Чуть ниже изваяны в камне и ярко раскрашены Святые Огни – семь великих небесных сущностей, таких как Премудрость, Вера и другие непреложные истины.
Под ними статуи поменьше – Святые Искры, семьдесят семь праведных душ, что и после смерти продолжают творить добро во славу Исвархи.
Ниже ими попирается сам царь злых дивов Храваш и его храштры – всяческая нечисть, что любит вселяться в кусачих пауков, мух, ос, змей и многоножек.
Только прародитель всей этой нечисти, Первородный Змей, не удостоился чести быть вырезанным в камне на воротах храма. Лишь дважды в год, во время летнего и зимнего солнцеворота, его чучело торжественно сжигается на костре посреди просторной, вымощенной белым камнем площади.
Хаста радостно глядел на золотые врата, на раскрашенные фигуры Святых Огней и страшных многоножек. Вот он, родной дом! За свою жизнь у рыжего жреца были сотни случайных обиталищ, но лишь здесь о нем кто-то заботился, здесь он был кому-то нужен…
Он невольно ускорил шаг, устремляясь в крикливую толпу, которая невесть почему скопилась перед внешними вратами, ведущими в просторный внутренний двор. Врата эти охраняли огромные изваяния праведных дивов с огненными мечами, являя плохим, неправедным дивам пример того, что даже буйные дети дикого пламени могут не враждовать с Исвархой, а с радостью служить ему.
Но, протолкнувшись вперед, Хаста резко сбавил шаг, а потом и вовсе укрылся за чьей-то могучей спиной. Сегодня вход в храм охраняли не только дивы!

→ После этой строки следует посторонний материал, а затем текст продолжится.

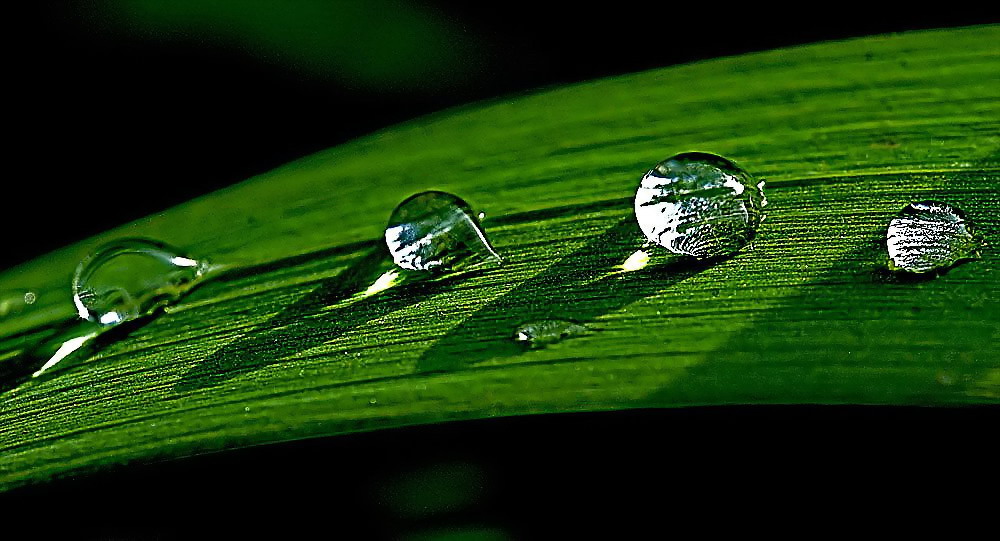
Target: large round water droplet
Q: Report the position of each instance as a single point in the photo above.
(699, 204)
(435, 229)
(130, 278)
(929, 236)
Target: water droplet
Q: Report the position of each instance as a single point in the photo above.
(929, 236)
(433, 230)
(15, 302)
(699, 204)
(538, 334)
(130, 278)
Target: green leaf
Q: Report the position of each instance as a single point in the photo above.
(846, 134)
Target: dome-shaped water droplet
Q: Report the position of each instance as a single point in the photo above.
(538, 334)
(15, 302)
(131, 278)
(435, 229)
(699, 204)
(929, 236)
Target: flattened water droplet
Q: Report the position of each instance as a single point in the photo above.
(130, 278)
(433, 230)
(699, 204)
(929, 236)
(15, 302)
(538, 334)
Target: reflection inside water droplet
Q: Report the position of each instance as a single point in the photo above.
(929, 236)
(432, 230)
(541, 333)
(699, 204)
(15, 302)
(130, 278)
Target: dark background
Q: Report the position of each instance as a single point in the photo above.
(117, 109)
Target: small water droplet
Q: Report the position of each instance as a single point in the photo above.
(433, 230)
(929, 236)
(699, 204)
(541, 333)
(15, 302)
(130, 278)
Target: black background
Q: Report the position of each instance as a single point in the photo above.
(107, 123)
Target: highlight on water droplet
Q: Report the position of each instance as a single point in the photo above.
(699, 204)
(636, 261)
(16, 301)
(436, 230)
(541, 333)
(930, 236)
(131, 278)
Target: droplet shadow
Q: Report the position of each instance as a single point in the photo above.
(579, 287)
(307, 323)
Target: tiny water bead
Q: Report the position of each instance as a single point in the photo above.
(15, 302)
(929, 236)
(699, 204)
(432, 230)
(538, 334)
(130, 278)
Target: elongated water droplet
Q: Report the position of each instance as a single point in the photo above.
(433, 230)
(929, 236)
(699, 204)
(538, 334)
(131, 278)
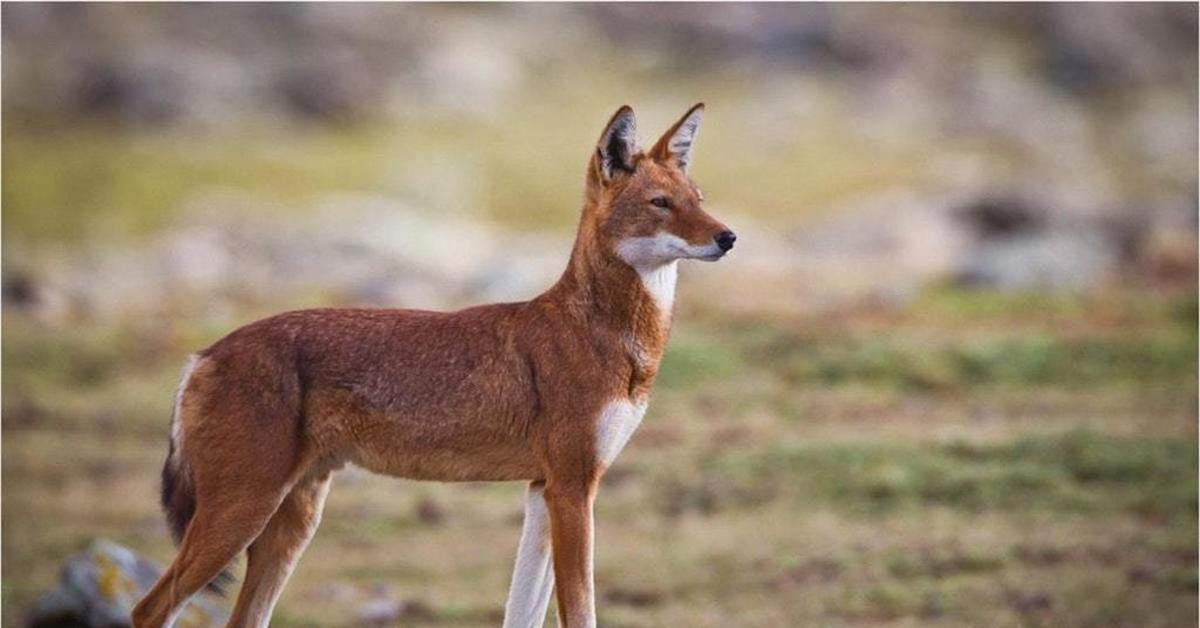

У ворот, внимательно вглядываясь в лица каждого, кто пытался пройти внутрь, прохаживались люди в доспехах. Хаста, как ни силился, не мог разглядеть знаков на их плащах. Но одно было ясно – это была не храмовая стража.
Глава 8. Мятежник
Всадник на караковом жеребце промчался по главной улице Верхнего города, заставляя прохожих шарахаться к стенам домов. И в обычное время никто особо не желал сталкиваться с накхом, а уж тем более с конным воином, летящим во весь опор. Не многие прохожие успели заметить замотанную в темный плащ ношу, перекинутую поперек седла знатного воина. Если бы у них было чуть больше времени, чтобы разглядеть его добычу, они, возможно, подняли бы крик. Но всадник мчался чересчур быстро, и никто из разбегавшихся прохожих не узнал младшую дочь солнцеликого государя.